A notícia foi dada pelo O Globo nesse sábado, 5 de setembro, que comenta que a marca Panair do Brasil está sendo reativada por Rodolfo da Rocha Miranda, herdeiro do ex-sócio da companhia, Celso da Rocha Miranda. O registro somente foi possível após um grande embate judicial, que reconheceu que a empresa não foi à falência de fato, em 1965.

O objetivo do projeto é manter o legado da empresa vivo na memória dos brasileiros, indo além dos eventos que já existem onde os ex-panerianos se encontram para recordar o legado da empresa. Para viabilizar a ideia, Rocha Miranda recrutou uma equipe de voluntários para ajudar a manter o novo site no ar (panair.com.br), assim como as páginas nas redes sociais, como facebook.

“Com o objetivo de honrar o legado de cada uma e de todas as pessoas que fizeram da Panair o orgulho do Brasil e para garantir que as novas gerações sempre conheçam a história de luta dos panerianos, iniciamos nossa presença institucional na internet. Recebemos vocês a bordo com muita alegria”, diz a mensagem institucional do novo site.

Minissérie de TV nos planos

A página ainda é simples, e conta com uma breve história da empresa numa timeline, bem como uma boutique, onde podem ser encontrados livros e filmes relacionados com a história da companhia.

Ao O Globo, Rocha Miranda citou que a intenção é transformar a página num hub de informações da empresa, bem como aprimorar a coleção disponível na boutique, incluindo maquetes e outros artigos oficialmente licenciados com a marca da Panair do Brasil.
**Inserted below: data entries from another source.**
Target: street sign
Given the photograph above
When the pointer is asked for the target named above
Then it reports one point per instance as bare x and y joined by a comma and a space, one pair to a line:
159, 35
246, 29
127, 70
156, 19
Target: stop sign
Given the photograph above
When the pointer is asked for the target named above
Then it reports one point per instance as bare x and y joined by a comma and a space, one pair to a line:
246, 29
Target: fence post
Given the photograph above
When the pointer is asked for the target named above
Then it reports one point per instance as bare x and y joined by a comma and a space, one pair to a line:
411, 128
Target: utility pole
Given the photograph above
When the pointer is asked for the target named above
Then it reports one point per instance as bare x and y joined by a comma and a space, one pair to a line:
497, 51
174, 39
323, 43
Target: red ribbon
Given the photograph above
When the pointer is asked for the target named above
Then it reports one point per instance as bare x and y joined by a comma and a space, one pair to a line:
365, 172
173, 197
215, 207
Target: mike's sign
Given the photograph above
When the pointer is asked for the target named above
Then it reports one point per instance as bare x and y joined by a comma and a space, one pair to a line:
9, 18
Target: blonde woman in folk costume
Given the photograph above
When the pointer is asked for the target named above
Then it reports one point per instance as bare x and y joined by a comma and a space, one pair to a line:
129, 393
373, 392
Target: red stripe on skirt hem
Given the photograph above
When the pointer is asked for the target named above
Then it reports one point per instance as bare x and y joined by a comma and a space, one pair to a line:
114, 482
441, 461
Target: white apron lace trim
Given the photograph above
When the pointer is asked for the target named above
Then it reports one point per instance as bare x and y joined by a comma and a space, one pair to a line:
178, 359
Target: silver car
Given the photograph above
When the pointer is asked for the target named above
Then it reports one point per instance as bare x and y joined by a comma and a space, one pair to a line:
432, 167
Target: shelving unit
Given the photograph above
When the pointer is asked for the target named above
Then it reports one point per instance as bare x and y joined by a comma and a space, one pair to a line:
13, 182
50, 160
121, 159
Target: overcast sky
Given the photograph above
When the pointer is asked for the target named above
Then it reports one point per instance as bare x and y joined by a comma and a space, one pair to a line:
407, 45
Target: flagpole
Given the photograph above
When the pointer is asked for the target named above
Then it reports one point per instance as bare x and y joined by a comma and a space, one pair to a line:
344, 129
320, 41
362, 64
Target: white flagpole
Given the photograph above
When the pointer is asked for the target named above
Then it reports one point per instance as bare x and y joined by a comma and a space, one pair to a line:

Além disso, existe a intenção de produzir uma minissérie para TV tendo por inspiração o livro “Pouso Forçado”, de autoria de Daniel Leb Sasaki. Essa é uma leitura obrigatória para quem gosta de aviação ou quem deseja entender em detalhes o que levou ao fim da Panair do Brasil. Na produção da obra, Sasaki teve acesso a materiais e documentos da época do regime militar através da Lei de Acesso à Informação, que mostram os bastidores de uma “falência” forçada.

Acervo disponível

Além dessa novidade, desde maio o Museu Histórico Nacional disponibiliza online 271 itens da coleção Panair do Brasil.

Resultado de doações feitas por ex-funcionários da empresa e familiares, parte da coleção foi exibida ao público ano passado na exposição “Nas asas da Panair”, que traçou um panorama histórico de uma das empresas pioneiras da aviação comercial no Brasil, tendo funcionado entre 1929 e 1965.

Todos os itens online encontram-se com foto e descrição completa na coleção digital. Tem de tudo o que você possa imaginar e que relembra as operações de uma das mais pujantes empresas brasileiras, fechada após decreto

Também está disponível na biblioteca digital do MHN o catálogo da exposição “Nas asas da Panair”, que reúne imagens da coleção, conta parte da história e traz uma cronologia da empresa.

Sobre a Panair

Há 90 anos, em outubro de 1929, surgia no Brasil uma subsidiária da americana Nyrba (Nova Iorque – Rio – Buenos Aires) que, no ano seguinte, incorporada pela Pan American, passou a se chamar Panair. Era a Panair que, nos anos 1930, atendia a Amazônia, promovendo a integração da região com o resto do país. Com seus hidroaviões, levava carga e remédios e transportava doentes.

Em 1961, com a entrada dos empresários Celso da Rocha Miranda (1917-1986) e Mario Wallace Simonsen (1909-1965), a Panair teve seu longo processo de nacionalização concluído. A Panair do Brasil se tornou uma das maiores companhias aéreas do mundo e a excelência de atendimento nos voos e em terra rendeu-lhe a expressão “padrão Panair” para designar qualquer coisa que fosse de alta qualidade fora do âmbito da aviação.

Em 10 de fevereiro de 1965, a Panair do Brasil teve suspensas todas as suas concessões de voo, por um despacho do presidente da República Marechal Castello Branco.